The crust is their typical double-crust pie dough recipe. We upped the fruit content of the filling (to fit into our slightly anthropomorphic 10-inch pie plate) and tinkered with a few other numbers. 6 cups of fruit might be required if you’re using a regular pie plate. As a side note, their recipe calls for potato starch, but we used tapioca starch because that’s what we had on hand. It was as effective as, if not more so than, the potato mixture. The filling for this pie was just the right consistency.
Let’s get this party started.
For the Filling:
- 7 cups of fresh or frozen berries (you can use whatever berries you’ve got)
- ¾ cup of sugar
- 4 tbsp. of tapioca starch
- 1 tbsp. of freshly squeezed lemon juice
- zest of 1 lemon
- ¼ tsp. of allspice
- ¼ tsp. of nutmeg
- 1 egg white
- 1 tsp. of sugar
For the Crust:
- 2 ½ cups of all-purpose flour (plus extra for rolling)
- 2 tbsp. of sugar
- 1 tsp. of salt
- 8 tsp. of vegetable shortening (or more butter, chilled)
- 1 ½ sticks of butter (chilled and cut into ½ inch pieces)
- 6 tbsp. of ice water
- The crust is the first step. The flour, sugar, and salt should all be combined in one large bowl. If you’ve noticed that your kitchen is getting too hot, try to move more quickly.
- The chilled shortening can be folded in with a pastry cutter or two butter knives. After it has reached a crumbly consistency, cold butter can be cut in. It should have the texture of coarse breadcrumbs. If it’s summer and your kitchen is warmer than usual, the dough may have already begun to appear like a pie crust. Keep the ingredients as cold as possible by working quickly.
- Using a spoon, incorporate the ice water (about 5-6 tablespoons) into the dry ingredients. Some extra tablespoons may be required if you live in a dry area.
- Cut the dough in half and put each half on a separate piece of plastic wrap. Make flat disks out of them, cover them, and chill them for at least an hour.
- When the dough is ready, place a baking sheet on the bottom oven rack and preheat the oven to 500 degrees.
- Mix the fruit with sugar, tapioca starch, lemon juice, and spices. After that, spread the crust. Remove one disk from the refrigerator (again, if the kitchen is warm, leave the other one in there until you’re ready to use it). Roll the crust into a 12-inch circle on a floured surface. Distribute it in the dish and press it to the corners.
- Now is a good time to inspect your fruit. Incorporate a few extra teaspoons of tapioca starch if the mixture appears too watery to be stirred. When ready to assemble, pull out a second crust and roll it to a slightly smaller size (10-11 inches).
- Put the fruit in the pie shell and cover it with the top crust. Make sure the seams are sealed with crimping and cut six ventilation holes in the top.
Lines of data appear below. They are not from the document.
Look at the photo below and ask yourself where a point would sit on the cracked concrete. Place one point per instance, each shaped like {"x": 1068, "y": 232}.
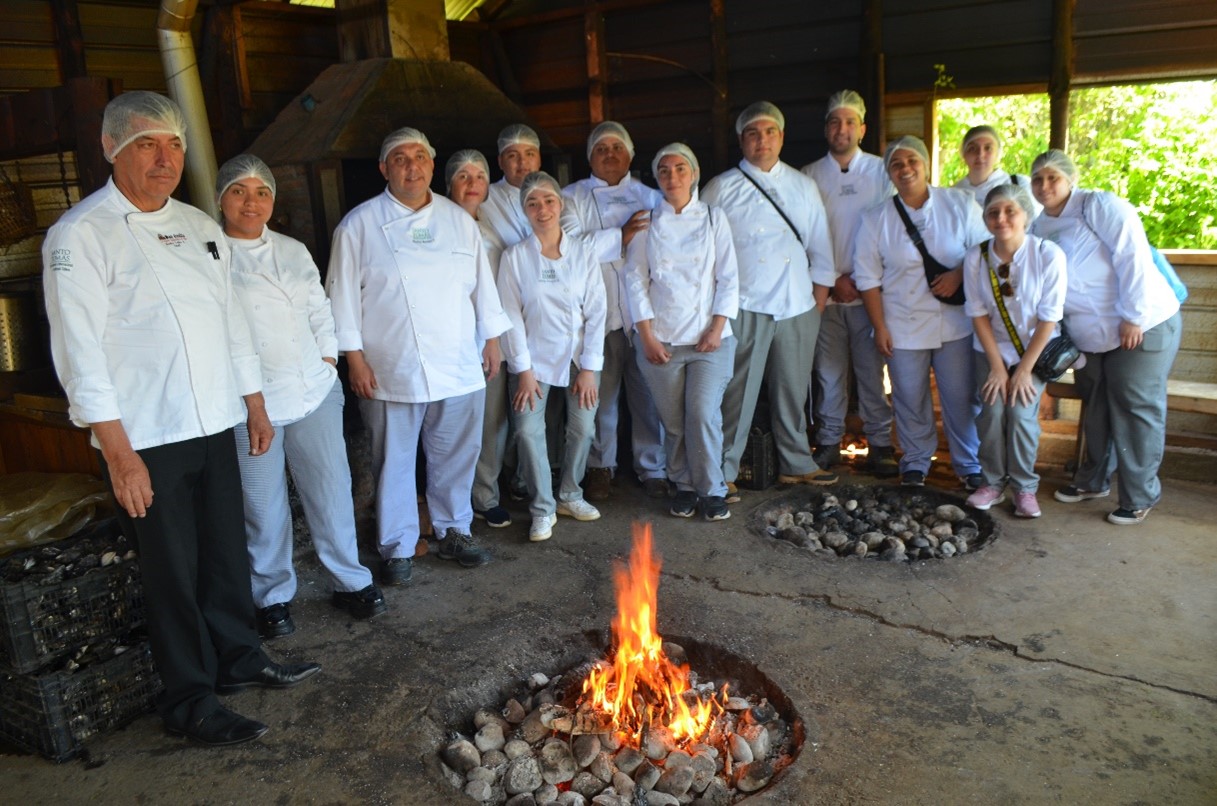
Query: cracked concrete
{"x": 1069, "y": 661}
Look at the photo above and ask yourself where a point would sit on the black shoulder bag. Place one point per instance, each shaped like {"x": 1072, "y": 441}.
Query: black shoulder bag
{"x": 932, "y": 268}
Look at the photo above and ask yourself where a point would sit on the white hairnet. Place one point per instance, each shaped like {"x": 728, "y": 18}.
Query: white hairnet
{"x": 517, "y": 134}
{"x": 1018, "y": 194}
{"x": 538, "y": 182}
{"x": 402, "y": 136}
{"x": 244, "y": 166}
{"x": 908, "y": 143}
{"x": 1056, "y": 160}
{"x": 610, "y": 129}
{"x": 846, "y": 100}
{"x": 757, "y": 111}
{"x": 682, "y": 151}
{"x": 981, "y": 132}
{"x": 461, "y": 158}
{"x": 136, "y": 113}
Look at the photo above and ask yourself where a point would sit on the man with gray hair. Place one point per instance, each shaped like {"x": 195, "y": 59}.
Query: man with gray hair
{"x": 413, "y": 292}
{"x": 611, "y": 207}
{"x": 785, "y": 258}
{"x": 155, "y": 354}
{"x": 850, "y": 182}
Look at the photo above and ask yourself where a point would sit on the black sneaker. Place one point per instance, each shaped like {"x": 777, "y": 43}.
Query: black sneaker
{"x": 684, "y": 504}
{"x": 397, "y": 570}
{"x": 714, "y": 508}
{"x": 360, "y": 604}
{"x": 275, "y": 621}
{"x": 461, "y": 548}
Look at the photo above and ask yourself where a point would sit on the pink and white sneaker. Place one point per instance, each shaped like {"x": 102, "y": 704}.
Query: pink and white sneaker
{"x": 1025, "y": 505}
{"x": 986, "y": 497}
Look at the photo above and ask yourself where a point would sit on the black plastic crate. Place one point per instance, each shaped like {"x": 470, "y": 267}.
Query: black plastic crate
{"x": 758, "y": 465}
{"x": 54, "y": 714}
{"x": 43, "y": 621}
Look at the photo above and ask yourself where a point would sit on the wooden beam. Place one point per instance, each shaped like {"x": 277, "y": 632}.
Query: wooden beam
{"x": 721, "y": 110}
{"x": 598, "y": 66}
{"x": 1061, "y": 77}
{"x": 68, "y": 40}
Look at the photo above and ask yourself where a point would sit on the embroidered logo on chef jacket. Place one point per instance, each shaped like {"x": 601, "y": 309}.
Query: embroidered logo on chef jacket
{"x": 61, "y": 259}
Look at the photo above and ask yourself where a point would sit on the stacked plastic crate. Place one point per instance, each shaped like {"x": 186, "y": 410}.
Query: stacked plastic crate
{"x": 73, "y": 659}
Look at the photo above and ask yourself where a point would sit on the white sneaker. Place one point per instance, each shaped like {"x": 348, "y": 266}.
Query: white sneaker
{"x": 542, "y": 527}
{"x": 579, "y": 510}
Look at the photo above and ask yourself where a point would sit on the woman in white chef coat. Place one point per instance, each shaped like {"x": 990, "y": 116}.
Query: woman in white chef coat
{"x": 1027, "y": 274}
{"x": 467, "y": 177}
{"x": 915, "y": 328}
{"x": 554, "y": 295}
{"x": 1125, "y": 318}
{"x": 683, "y": 286}
{"x": 280, "y": 291}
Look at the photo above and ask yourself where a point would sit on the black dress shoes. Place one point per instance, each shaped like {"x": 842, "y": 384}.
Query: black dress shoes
{"x": 219, "y": 728}
{"x": 274, "y": 676}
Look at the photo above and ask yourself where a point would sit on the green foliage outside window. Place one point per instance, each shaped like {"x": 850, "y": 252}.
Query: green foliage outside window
{"x": 1153, "y": 144}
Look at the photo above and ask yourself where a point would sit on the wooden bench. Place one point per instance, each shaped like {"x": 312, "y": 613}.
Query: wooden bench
{"x": 1181, "y": 396}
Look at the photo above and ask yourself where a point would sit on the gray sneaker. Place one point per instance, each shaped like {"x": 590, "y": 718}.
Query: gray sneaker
{"x": 460, "y": 547}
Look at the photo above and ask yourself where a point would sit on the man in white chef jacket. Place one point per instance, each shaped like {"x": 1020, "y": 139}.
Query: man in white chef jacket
{"x": 785, "y": 256}
{"x": 611, "y": 207}
{"x": 155, "y": 356}
{"x": 413, "y": 291}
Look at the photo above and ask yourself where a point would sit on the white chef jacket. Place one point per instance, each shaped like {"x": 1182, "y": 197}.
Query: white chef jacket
{"x": 503, "y": 212}
{"x": 997, "y": 178}
{"x": 847, "y": 195}
{"x": 144, "y": 324}
{"x": 414, "y": 291}
{"x": 885, "y": 257}
{"x": 1037, "y": 274}
{"x": 1111, "y": 273}
{"x": 777, "y": 269}
{"x": 600, "y": 211}
{"x": 682, "y": 273}
{"x": 556, "y": 309}
{"x": 289, "y": 314}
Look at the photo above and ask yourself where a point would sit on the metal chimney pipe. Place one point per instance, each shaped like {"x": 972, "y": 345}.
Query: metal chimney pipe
{"x": 181, "y": 77}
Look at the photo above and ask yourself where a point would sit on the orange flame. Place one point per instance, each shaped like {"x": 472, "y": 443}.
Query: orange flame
{"x": 641, "y": 688}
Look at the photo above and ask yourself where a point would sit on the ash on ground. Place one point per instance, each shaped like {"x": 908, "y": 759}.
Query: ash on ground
{"x": 881, "y": 522}
{"x": 542, "y": 749}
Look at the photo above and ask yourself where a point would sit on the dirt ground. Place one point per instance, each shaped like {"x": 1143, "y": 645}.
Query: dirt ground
{"x": 1070, "y": 661}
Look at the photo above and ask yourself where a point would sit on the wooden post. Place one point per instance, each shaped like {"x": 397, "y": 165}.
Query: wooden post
{"x": 721, "y": 121}
{"x": 598, "y": 66}
{"x": 1061, "y": 77}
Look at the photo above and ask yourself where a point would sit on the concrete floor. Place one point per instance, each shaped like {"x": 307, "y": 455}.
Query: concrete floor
{"x": 1070, "y": 661}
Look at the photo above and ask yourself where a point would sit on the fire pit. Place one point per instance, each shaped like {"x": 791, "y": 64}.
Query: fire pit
{"x": 651, "y": 722}
{"x": 882, "y": 522}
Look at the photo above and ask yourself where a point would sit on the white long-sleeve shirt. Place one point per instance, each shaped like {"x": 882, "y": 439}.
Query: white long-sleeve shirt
{"x": 413, "y": 290}
{"x": 777, "y": 268}
{"x": 1111, "y": 273}
{"x": 600, "y": 211}
{"x": 144, "y": 324}
{"x": 280, "y": 290}
{"x": 682, "y": 273}
{"x": 847, "y": 195}
{"x": 556, "y": 309}
{"x": 885, "y": 257}
{"x": 1037, "y": 275}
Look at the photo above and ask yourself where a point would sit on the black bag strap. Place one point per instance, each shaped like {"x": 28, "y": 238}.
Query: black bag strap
{"x": 780, "y": 211}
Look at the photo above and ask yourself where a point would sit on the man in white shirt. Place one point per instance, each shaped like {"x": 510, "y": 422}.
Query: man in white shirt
{"x": 611, "y": 207}
{"x": 155, "y": 356}
{"x": 850, "y": 183}
{"x": 413, "y": 291}
{"x": 785, "y": 258}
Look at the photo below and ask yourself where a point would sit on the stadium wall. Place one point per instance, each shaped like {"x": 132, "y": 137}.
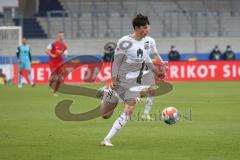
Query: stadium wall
{"x": 95, "y": 46}
{"x": 184, "y": 45}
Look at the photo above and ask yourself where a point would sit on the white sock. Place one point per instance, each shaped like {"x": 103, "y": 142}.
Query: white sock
{"x": 118, "y": 124}
{"x": 149, "y": 105}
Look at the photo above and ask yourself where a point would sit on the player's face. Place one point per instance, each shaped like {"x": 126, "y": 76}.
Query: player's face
{"x": 149, "y": 29}
{"x": 60, "y": 36}
{"x": 24, "y": 40}
{"x": 142, "y": 31}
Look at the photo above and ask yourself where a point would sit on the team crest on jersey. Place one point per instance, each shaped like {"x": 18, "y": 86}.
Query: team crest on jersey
{"x": 146, "y": 45}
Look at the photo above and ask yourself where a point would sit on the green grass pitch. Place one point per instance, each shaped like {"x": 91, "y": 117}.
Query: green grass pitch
{"x": 29, "y": 129}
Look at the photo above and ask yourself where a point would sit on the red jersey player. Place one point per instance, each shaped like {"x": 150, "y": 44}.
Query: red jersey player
{"x": 55, "y": 51}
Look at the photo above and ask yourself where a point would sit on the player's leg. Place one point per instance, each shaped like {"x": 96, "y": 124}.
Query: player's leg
{"x": 55, "y": 78}
{"x": 20, "y": 75}
{"x": 28, "y": 68}
{"x": 121, "y": 121}
{"x": 109, "y": 103}
{"x": 147, "y": 109}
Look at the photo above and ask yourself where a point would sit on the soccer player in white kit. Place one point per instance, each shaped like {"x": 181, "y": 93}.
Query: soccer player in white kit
{"x": 128, "y": 75}
{"x": 157, "y": 59}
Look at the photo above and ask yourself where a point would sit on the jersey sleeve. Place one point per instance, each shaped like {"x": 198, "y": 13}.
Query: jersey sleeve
{"x": 66, "y": 50}
{"x": 118, "y": 58}
{"x": 153, "y": 46}
{"x": 50, "y": 46}
{"x": 18, "y": 52}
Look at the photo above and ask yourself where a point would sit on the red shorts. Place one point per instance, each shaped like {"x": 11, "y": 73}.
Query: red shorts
{"x": 55, "y": 67}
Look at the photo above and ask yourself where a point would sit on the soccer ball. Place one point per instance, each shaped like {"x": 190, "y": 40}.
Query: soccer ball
{"x": 170, "y": 115}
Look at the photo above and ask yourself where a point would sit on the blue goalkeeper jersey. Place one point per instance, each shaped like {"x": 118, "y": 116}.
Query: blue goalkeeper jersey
{"x": 24, "y": 53}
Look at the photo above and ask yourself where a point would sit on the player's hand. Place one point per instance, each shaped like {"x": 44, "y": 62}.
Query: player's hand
{"x": 59, "y": 51}
{"x": 53, "y": 55}
{"x": 114, "y": 84}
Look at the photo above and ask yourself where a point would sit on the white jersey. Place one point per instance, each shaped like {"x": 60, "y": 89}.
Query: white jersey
{"x": 132, "y": 58}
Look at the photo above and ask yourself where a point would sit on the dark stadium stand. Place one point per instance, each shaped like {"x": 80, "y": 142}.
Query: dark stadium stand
{"x": 31, "y": 28}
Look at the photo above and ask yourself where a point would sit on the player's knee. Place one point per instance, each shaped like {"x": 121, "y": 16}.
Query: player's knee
{"x": 131, "y": 102}
{"x": 106, "y": 115}
{"x": 149, "y": 102}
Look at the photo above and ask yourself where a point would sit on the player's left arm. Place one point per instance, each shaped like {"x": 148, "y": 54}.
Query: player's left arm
{"x": 65, "y": 52}
{"x": 30, "y": 55}
{"x": 157, "y": 55}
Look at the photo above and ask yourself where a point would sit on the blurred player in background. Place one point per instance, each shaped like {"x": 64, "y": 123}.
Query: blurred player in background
{"x": 56, "y": 50}
{"x": 24, "y": 59}
{"x": 130, "y": 59}
{"x": 157, "y": 59}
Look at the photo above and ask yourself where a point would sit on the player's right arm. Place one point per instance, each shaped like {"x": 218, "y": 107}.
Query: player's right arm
{"x": 118, "y": 59}
{"x": 48, "y": 50}
{"x": 18, "y": 54}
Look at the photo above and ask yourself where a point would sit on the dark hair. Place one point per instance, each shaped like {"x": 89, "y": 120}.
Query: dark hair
{"x": 140, "y": 20}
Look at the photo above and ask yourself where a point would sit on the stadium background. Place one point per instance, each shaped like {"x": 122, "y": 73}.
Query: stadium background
{"x": 30, "y": 130}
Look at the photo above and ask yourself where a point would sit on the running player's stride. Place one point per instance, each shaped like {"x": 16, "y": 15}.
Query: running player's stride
{"x": 24, "y": 59}
{"x": 55, "y": 51}
{"x": 129, "y": 75}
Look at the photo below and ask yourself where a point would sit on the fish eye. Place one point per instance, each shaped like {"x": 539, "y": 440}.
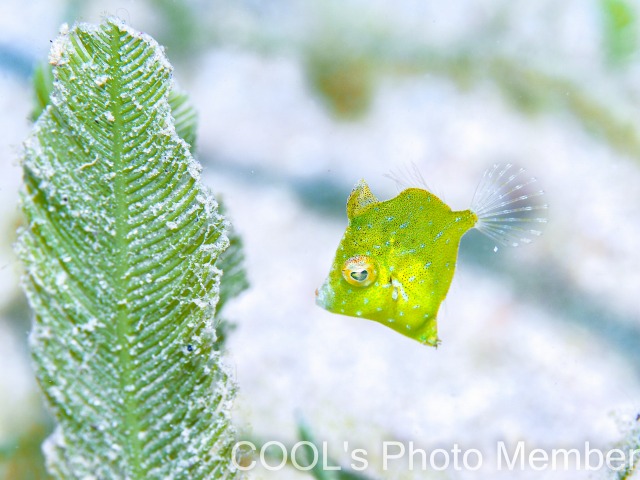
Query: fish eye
{"x": 359, "y": 271}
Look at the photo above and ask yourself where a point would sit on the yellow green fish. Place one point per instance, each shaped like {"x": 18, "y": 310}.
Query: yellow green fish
{"x": 397, "y": 257}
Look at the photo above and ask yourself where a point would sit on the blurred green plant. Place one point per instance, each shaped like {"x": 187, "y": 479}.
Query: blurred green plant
{"x": 620, "y": 25}
{"x": 22, "y": 458}
{"x": 120, "y": 256}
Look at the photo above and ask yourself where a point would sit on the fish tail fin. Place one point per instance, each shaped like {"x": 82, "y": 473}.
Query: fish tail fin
{"x": 510, "y": 208}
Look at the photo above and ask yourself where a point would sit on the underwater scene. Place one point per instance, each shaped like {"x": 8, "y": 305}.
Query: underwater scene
{"x": 399, "y": 240}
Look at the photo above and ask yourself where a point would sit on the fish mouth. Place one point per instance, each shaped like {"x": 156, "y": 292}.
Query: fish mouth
{"x": 325, "y": 296}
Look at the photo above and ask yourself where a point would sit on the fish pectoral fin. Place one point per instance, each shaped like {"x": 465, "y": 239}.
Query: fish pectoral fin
{"x": 398, "y": 288}
{"x": 360, "y": 199}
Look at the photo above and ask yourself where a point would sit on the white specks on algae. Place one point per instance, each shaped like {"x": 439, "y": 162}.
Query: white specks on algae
{"x": 88, "y": 355}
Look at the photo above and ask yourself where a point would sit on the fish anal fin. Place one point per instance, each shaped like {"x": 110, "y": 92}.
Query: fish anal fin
{"x": 360, "y": 199}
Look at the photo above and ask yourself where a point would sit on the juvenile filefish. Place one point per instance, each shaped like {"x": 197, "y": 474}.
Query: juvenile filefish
{"x": 397, "y": 257}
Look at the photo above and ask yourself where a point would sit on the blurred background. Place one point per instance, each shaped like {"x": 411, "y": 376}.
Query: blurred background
{"x": 299, "y": 100}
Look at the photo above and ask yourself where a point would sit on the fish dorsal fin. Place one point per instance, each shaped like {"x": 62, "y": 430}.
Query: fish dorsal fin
{"x": 360, "y": 199}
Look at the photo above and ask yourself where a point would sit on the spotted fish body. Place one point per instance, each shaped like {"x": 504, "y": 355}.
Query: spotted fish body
{"x": 396, "y": 260}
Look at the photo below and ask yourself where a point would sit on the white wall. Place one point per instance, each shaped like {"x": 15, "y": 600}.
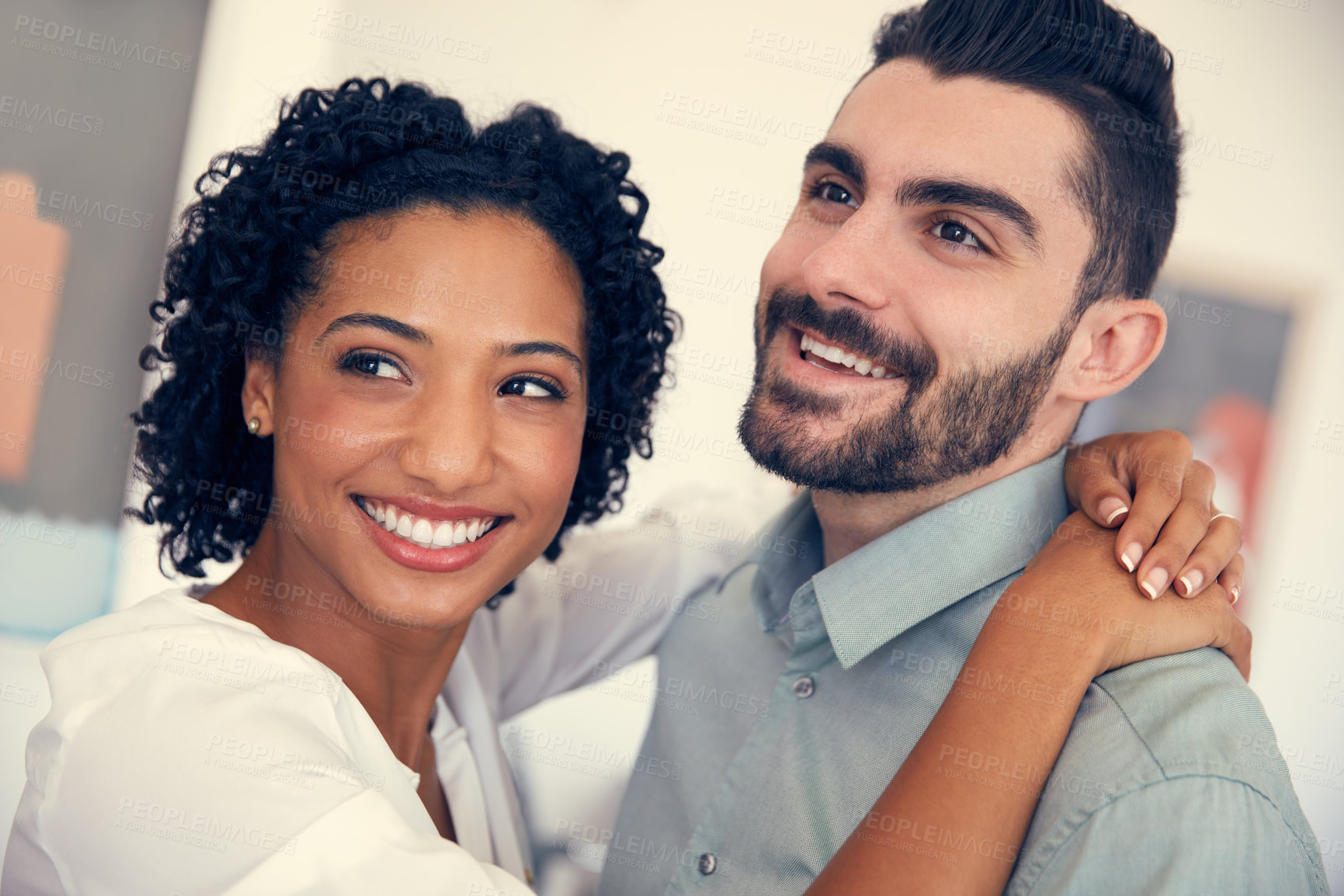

- Use the remaining egg white to glaze and a light dusting of sugar. To bake the pie, put it on the hot baking sheet and heat the oven to 425 degrees. Put it in the oven for 25 minutes or until the crust begins to brown.
- After 30–35 minutes of baking at 400 degrees, turn the baking sheet and bake at 375 degrees until the juices are bubbling. Preserves and other hot dishes benefit from being chilled.